I have FOUR pages of passwords now.

Ray.


----------



## HermanHymer (Dec 5, 2008)

Up on you, Ray I have a book full of them. A pretty address book with lots of watercolour prints of Brittany throughout. A pleasure to look at!


----------



## PSC (May 7, 2009)

You know you can get an app for passwords... much more secure than the back page of a notebook or a post-it on the fridge door! ;-)

https://top5-passwordmanagers.com/password-vault/?msclkid=cdcd2d28f7421c1f4e1976976627ce83&utm_source=bing&utm_medium=cpc&utm_campaign=Bing%20password%20US%20SP&utm_term=%2Bpassword%20%2Bvault%20%2Bmanager&utm_content=password%20vault


----------



## raynipper (Aug 4, 2008)

PSC said:


> You know you can get an app for passwords... much more secure than the back page of a notebook or a post-it on the fridge door! ;-)
> 
> https://top5-passwordmanagers.com/password-vault/?msclkid=cdcd2d28f7421c1f4e1976976627ce83&utm_source=bing&utm_medium=cpc&utm_campaign=Bing%20password%20US%20SP&utm_term=%2Bpassword%20%2Bvault%20%2Bmanager&utm_content=password%20vault


I think the last password manger app ended up having millions of accounts hacked.

Ray.


----------



## Pudsey_Bear (Sep 25, 2008)

I find I have hundreds of them, it seems to even look at a web site these days they need your inside leg measurement, I pull out of those and email my opinion of that tactic to them, some respond others don't. 

I do have a not infallible system which works for most things.

Credit/debit cards have a long number & a 3 digit one on the back, one of those 3 digits is possibly lower than 5 (IE 1 2 3 4), if so, using the long number which are 4 digit blocks pick the 1 2 3 4 number out of each block as your pin IE if your long number is 1234 5678 9101 1121 and your 3 digit number is 927, you use the 2 as your code to get the pin, s your pin would be 2611, no need to remember anything it's all there on the card, you could also pive part of you DOB as the code if the numbers are all over 4.


For web sites I tend to use a abbreviation of the web name as in the URL say for this forum you could use (if it wasn't so security consciously picky) Mhf and then a number say 111222 so it'd be Mhf111222 it's easy to recall and can be varied easily should you have to change it, yes it could be guessed, but so can most passwords anyway given enough time.


----------



## raynipper (Aug 4, 2008)

Far too complicated Kev.
Personally I just enter all account and login details on a WORD doc and master password protect. 
This gets updated and stored on both backups each month.

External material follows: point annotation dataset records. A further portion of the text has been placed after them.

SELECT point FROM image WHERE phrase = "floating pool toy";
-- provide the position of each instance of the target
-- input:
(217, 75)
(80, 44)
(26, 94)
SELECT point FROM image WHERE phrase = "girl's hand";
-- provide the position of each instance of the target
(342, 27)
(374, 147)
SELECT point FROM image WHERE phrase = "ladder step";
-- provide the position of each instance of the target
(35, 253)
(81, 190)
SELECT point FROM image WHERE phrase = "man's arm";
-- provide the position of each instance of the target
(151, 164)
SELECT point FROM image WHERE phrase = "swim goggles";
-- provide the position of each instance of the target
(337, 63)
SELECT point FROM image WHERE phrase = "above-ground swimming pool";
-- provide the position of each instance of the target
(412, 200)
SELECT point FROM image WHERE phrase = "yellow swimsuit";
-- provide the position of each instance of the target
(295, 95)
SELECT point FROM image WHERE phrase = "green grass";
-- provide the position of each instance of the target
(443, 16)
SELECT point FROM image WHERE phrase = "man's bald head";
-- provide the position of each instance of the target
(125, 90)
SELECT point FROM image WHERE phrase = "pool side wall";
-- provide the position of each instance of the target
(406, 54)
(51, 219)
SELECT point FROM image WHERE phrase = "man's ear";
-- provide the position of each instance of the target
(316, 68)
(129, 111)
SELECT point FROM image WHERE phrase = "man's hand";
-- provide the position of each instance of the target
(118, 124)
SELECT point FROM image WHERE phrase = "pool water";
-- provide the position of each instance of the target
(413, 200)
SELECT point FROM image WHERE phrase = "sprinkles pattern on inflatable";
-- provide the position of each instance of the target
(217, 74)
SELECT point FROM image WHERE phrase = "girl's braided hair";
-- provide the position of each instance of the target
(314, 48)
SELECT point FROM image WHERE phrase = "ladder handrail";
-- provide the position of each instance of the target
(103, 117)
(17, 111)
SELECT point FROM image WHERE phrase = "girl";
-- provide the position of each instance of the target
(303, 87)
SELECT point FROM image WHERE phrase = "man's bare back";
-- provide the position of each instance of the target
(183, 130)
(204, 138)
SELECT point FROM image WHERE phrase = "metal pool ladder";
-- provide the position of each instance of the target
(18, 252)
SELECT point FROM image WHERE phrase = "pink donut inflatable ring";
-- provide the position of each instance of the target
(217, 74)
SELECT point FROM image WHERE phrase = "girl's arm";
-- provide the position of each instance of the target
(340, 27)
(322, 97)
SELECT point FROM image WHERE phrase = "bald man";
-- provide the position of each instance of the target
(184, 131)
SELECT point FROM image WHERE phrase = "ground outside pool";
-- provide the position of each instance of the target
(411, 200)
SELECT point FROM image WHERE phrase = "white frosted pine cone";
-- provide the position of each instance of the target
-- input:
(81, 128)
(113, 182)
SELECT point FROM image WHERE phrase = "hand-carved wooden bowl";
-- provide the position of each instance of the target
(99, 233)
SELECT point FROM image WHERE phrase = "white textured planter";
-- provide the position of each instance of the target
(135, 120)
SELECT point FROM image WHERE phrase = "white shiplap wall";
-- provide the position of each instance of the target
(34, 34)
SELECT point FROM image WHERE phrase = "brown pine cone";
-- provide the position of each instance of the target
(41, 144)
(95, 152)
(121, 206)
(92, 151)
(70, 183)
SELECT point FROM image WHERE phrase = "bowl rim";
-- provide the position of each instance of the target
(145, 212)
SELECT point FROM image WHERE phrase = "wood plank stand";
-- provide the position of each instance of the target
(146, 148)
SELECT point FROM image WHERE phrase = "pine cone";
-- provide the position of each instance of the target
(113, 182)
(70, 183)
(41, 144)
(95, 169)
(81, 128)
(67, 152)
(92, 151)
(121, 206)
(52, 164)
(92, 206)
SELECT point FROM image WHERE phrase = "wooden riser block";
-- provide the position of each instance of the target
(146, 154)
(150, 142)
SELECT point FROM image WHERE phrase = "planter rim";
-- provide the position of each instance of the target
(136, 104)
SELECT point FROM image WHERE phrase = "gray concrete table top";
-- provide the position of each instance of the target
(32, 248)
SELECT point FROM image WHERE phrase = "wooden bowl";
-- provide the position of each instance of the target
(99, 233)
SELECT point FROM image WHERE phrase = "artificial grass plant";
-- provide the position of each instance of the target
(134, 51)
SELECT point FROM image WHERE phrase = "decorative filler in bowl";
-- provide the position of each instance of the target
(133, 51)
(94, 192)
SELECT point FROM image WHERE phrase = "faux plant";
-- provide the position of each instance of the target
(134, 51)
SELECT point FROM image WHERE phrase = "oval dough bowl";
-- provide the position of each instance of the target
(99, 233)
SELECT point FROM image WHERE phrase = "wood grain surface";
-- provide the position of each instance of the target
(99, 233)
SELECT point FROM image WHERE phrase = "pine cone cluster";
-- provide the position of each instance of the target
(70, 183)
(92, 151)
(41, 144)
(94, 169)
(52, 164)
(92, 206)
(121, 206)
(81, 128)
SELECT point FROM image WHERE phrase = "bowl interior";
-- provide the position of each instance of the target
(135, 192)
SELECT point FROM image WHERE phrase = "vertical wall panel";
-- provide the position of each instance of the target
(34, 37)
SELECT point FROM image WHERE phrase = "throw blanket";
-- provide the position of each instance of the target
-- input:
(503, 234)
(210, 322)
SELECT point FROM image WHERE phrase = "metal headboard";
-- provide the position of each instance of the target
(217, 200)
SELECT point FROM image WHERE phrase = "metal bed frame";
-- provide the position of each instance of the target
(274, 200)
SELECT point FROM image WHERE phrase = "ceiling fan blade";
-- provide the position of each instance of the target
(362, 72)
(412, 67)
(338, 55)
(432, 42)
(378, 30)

So I can access on any of my PCs but not phone.

Ray.


----------



## Pudsey_Bear (Sep 25, 2008)

But so can anyone else Ray, mine requires no notes to lose or get hacked.


----------



## raynipper (Aug 4, 2008)

No Kev. Mine can only be accessed by some illogical code/phrase/numbers my wife knows.??

Ray.


----------



## Pudsey_Bear (Sep 25, 2008)

I have one of those, not married though


----------